Well, why not just tax each of us million stakeholders $2 each, including the students? I know some of our state dollars already end up on lower campus, but we're told so often the sun won't rise without UH sports, I'm beginning to believe it.
OK, some of you don't like that idea. How about abolishing student government at UH, since what it supports -- backed by a clear majority of the students -- doesn't matter to the administration? Might as well cut it and give the funding saved to the athletic department; it's not $2 million a year, but without that pesky ASUH it'll be easier to just charge the students whatever you want.
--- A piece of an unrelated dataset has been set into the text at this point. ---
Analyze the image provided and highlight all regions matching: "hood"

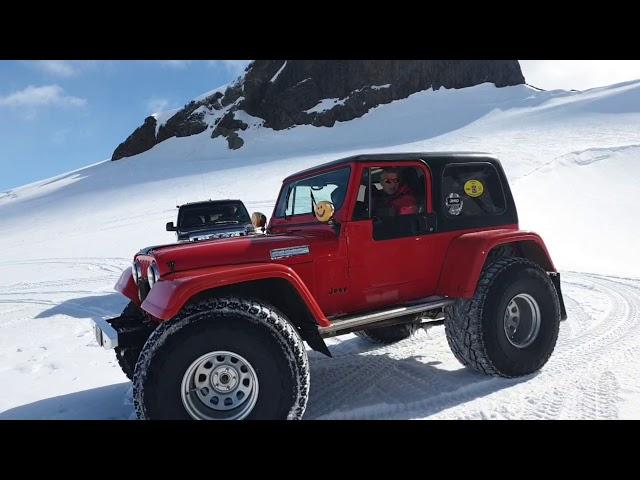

Chancellor Virginia Hinshaw might not have felt she had to go this route if not for a previous questionable move in 2008. She agreed on $5.5 million over five years as proper compensation for a football coach with no previous experience at the head of a Division I program -- and a contract with no buy-out provisions.
The root of this situation is a warped set of values. It's caused here largely by UH athletics being the biggest sports show, by far, on the world's most isolated land mass. The students are rightfully more concerned about school than their school's teams, but too many people -- some in power -- can't or don't want to understand that, and UH is taking advantage of it.
This is like me telling my 15-year-old niece, "Hey, I know you'd rather see 'Eclipse,' but we're going to 'Predators.' Oh, and give me $30. I'll drive and buy you some popcorn you might or might not want."
ONE OF the arguments for the "activity" fee is: "Everybody else is doing it."
The trump card is the reply good parents give their teenagers when presented with such mature logic: "That doesn't make it right."
One person close to UH sports who rarely swears surprised me with, "F#$% the students!"
Well, it looks like that's exactly what's happening.
I've also heard the juvenile, "If the students don't like it, they can go somewhere else."
Maybe some of them will. Hopefully for Manoa the next Wesley Fong, David Lassner, Ashok Kumar Malhotra or Virginia Pressler sticks around. You may not have heard of UH's 2010 Distinguished Alumni honorees, but people like them and their achievements are just as important as student-athletes and their successes.
And it's shameful to expect any students to disproportionately pay for the state's sports entertainment.